Me dio una cápsula para ayudarme a pasar la noche. La tragué con más agua del pellejo de cabra.

—¡Que mañana despiertes sano, oh caíd!

—¡Dios te bendiga, oh sapientísimo! —murmuré.

Dejó la lámpara ardiendo a mi lado sobre el suelo de arena y se levantó. Se internó en la oscuridad y oí cerrar la cortina de la tienda detrás de él. Aún no tenía ni idea de dónde estaba y no sabía nada sobre los Bani Salim, pero, por alguna razón, me sentía perfectamente a salvo. Me dormí enseguida y me desvelé sólo una vez durante la noche, para ver a Noora sentada con las piernas cruzadas contra la pared negra de la tienda, dormida.

Cuando me desperté por la mañana, veía con más claridad. Levanté un poco la cabeza y miré a través del triángulo brillante. Ahora podía atisbar un paisaje de arena dorada y, no muy lejos, dos camellos trabados. En la tienda, Noora seguía vigilándome. Se había despertado antes que yo y se acercó al verme mover la cabeza. Aún medio dormida se tapó la cara con un extremo del pañuelo, lo cual fue una pena porque era muy hermosa.

—Creí que éramos amigos —dije; esa mañana no me costaba demasiado hablar.
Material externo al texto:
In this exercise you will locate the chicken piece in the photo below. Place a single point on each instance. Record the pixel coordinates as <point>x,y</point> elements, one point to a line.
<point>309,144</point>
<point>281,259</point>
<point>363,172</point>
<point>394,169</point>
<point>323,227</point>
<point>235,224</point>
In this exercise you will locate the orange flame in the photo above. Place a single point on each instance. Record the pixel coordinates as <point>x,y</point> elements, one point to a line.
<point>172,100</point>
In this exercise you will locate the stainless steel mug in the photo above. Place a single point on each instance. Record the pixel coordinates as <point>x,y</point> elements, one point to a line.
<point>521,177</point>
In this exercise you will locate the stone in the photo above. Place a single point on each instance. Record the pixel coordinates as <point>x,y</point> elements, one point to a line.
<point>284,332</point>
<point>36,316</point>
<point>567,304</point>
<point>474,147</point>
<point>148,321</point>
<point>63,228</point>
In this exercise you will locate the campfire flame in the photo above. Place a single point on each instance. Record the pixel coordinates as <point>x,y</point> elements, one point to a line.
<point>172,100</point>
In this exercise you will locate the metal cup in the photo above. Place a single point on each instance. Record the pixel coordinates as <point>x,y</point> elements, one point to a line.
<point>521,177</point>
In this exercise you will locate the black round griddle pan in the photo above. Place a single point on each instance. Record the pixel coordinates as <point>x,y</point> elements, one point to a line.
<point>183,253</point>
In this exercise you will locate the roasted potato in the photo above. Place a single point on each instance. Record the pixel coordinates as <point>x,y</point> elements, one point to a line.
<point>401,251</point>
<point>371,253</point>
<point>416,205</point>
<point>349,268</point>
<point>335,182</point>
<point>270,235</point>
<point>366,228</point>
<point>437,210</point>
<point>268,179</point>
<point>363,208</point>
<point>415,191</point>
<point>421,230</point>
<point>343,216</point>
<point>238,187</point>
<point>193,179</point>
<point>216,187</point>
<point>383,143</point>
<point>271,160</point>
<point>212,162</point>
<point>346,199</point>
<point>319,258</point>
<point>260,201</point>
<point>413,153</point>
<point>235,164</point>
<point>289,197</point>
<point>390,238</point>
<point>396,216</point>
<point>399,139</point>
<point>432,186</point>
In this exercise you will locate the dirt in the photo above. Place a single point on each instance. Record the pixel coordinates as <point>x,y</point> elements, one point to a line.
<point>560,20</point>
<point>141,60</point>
Juntó las cejas y sacudió la cabeza. A mí no me costaba hablar, pero sí me costaba que me entendieran. Lo volví a intentar, hablando más despacio y empleando ambas manos para explicar mis palabras.

—Nosotros... somos... amigos —dijo ella. Acentuando cada palabra de un modo extraño, pero descifraría el dialecto si me daba un poco de tiempo—. Tú... huésped... de... Bani Salim.

¡ Ah, la legendaria hospitalidad de los beduinos!

—¿Hassanein es tu padre? —le pregunté.

Ella negó con la cabeza. No sabía si negaba el parentesco o si simplemente no había comprendido mi pregunta. La repetí más despacio.

—Caíd... Hassanein... hermano... padre —dijo ella.

Después de eso, nos acostumbramos a hablar con sencillez y a distanciar las palabras. No tardamos en comprendernos sin dificultad, incluso a la velocidad de una conversación normal.

—¿Dónde estamos? —pregunté.

Debía descubrir dónde me encontraba en relación a la ciudad y a qué distancia del puesto de civilización más próximo.

Noora volvió a fruncir el ceño mientras repasaba mentalmente la geografía. Hundió un índice en la arena delante de ella.

—Aquí está Bir Balagh. Los Bani Salim han acampado aquí dos semanas —hizo otro agujero en la arena, a unos diez centímetros del primero—. Aquí está el pozo de Khaba, tres días al sur —extendió la mano a una mayor distancia e hizo otro agujero con el dedo—. Aquí está Mughshin. Mughshin es hauta.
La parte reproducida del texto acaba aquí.